This morning on CNN, Senator Joseph Lieberman asserted that, if the US were to withdraw from Iraq, "Iran and Al Qaeda win." Finally someone willing to stop hinting about dire consequences, and instead give voice to the real problem for the United States in Iraq: the willingness to admit defeat.
Lieberman, of course, expected that to be the final word on America's Iraq policy. It's not.
Losing here, winning there
For sake of argument, let's agree with Lieberman. We leave, and Iran and Al Qaeda "win." (That's not necessarily true, especially for Al Qaeda, but let's not get off track.) By implication, the United States loses. But what did we lose?

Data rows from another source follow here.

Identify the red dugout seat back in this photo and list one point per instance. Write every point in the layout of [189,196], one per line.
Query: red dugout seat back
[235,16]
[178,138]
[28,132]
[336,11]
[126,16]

One of the reasons I started this blog is point out, whenever necessary, the importance of separating the different levels of strategy. Grand strategic, theater, operational, tactical, and technical levels are very different. Success at one level does not necessarily bring success at all the others.
Just as importantly for the iraq question, failure at one does not trigger failure at the others. If the United States were to lose one part of its theater strategy for the Middle East, it does not portend a cataclysm for the United States in that region, or for the most recently added priority in American grand strategy, counterterrorism.
The United states may have to contain the consequences of occupation and withdrawal, but there are several outcomes that may be eminently tolerable for the United States. The Iraqi factions are likely to remain focused on each other, not the United States. Iran may gain power and influence within Iraq, but exactly how does this automatically translate into a catastrophic loss for the United States? Freed from the Iraq trap, the United States might be able to do more in the Middle East overall, instead of pouring more blood and treasure into a single country. Americans might live in less danger of terrorist attack, if the American occupation no longer inspires outrage against the United states.
Don't look for a scoreboard
It's hard for Americans to avoid conflating Iraq with the Middle East, and with US national security overall, in part because Americans hate to lose. It's the reason, for example, why military recruitment rates are lower than desired, but reenlistment rates are higher than many expected. American soldiers who have served in Iraq have faced a tough challenge. They feel responsible for the Iraqis who live in mortal danger. Therefore, they don't want to leave a job undone.
While America's allergy to losing might be a good thing for the teams playing the Super Bowl, it's a bad thing for US foreign policy. For the United States to remain a superpower, Americans have to be mature enough to accept defeat at one level of strategy, if it does not endanger American successes at the other levels of strategy. There are no military equivalents of Hail Mary passes or on-side kicks. War and diplomacy are not games with simple ways to measure winning and losing--something for which we should all be grateful.